Ukraine's allies have pledged at least €375 million to keep its battered power grid running through winter. Partners announced the funding for repairing energy infrastructure and for new contributions to the Ukraine Energy Support Fund at the fourth G7+ energy coordination meeting in Gdańsk, First Deputy Prime Minister and Energy Minister Denys Shmyhal wrote on Facebook.
Russia has struck Ukraine's energy system more than 6,000 times since 2022.
Donors break down the pledges
Shmyhal listed the contributions: $175 million from the US, €137 million from Sweden, €77 million from Norway, €4 million from Lithuania, €2.125 million from Estonia, and €550,000 from Iceland.
Twenty countries, EU representatives, and six international organizations joined the session, known as the "energy Ramstein", to weigh Ukraine's needs ahead of the heating season.

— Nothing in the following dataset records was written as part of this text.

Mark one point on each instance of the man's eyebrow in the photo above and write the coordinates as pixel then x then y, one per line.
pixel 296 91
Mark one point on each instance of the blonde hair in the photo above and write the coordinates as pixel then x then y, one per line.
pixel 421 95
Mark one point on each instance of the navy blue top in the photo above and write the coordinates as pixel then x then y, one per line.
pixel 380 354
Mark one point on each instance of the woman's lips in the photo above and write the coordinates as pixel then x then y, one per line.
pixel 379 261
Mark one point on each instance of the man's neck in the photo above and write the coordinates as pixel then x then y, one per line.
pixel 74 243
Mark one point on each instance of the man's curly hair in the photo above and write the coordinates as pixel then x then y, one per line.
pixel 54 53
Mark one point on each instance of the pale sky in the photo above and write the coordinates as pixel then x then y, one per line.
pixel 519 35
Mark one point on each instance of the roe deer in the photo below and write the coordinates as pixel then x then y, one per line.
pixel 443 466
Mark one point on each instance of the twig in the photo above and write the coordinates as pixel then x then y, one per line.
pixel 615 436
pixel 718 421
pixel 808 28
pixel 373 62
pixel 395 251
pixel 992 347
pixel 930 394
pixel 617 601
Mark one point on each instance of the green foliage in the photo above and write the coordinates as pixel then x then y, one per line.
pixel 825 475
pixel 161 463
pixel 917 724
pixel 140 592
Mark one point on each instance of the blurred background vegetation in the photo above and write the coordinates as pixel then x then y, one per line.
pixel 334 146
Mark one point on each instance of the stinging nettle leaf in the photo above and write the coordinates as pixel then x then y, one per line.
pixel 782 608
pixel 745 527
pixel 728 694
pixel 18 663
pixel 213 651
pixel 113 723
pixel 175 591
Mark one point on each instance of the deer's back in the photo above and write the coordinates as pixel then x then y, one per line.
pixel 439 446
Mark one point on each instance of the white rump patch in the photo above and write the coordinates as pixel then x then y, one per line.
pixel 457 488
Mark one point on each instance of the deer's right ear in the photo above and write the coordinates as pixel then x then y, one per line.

Fund still trails the need
Beyond the €295 million for repairs, distributed generation requires about €192 million more, and building an emergency reserve and buying critical equipment needs nearly €148 million, according to the minister.
To get through next winter, Ukraine must repair and restore more than 3 gigawatts of thermal generation, he added, after Russian strikes damaged or destroyed all 15 of the country's thermal power plants. Direct damage to the sector now nears $25 billion, with full reconstruction estimated at about $91 billion.
Kyiv ties repairs to EU integration
Shmyhal set Ukraine's 2026-2027 priorities as keeping the grid resilient under fire while fully integrating it into Europe's energy market. That means protecting infrastructure, restoring lost capacity, expanding distributed generation, pumping gas into underground storage, and building cross-border interconnectors with EU neighbors.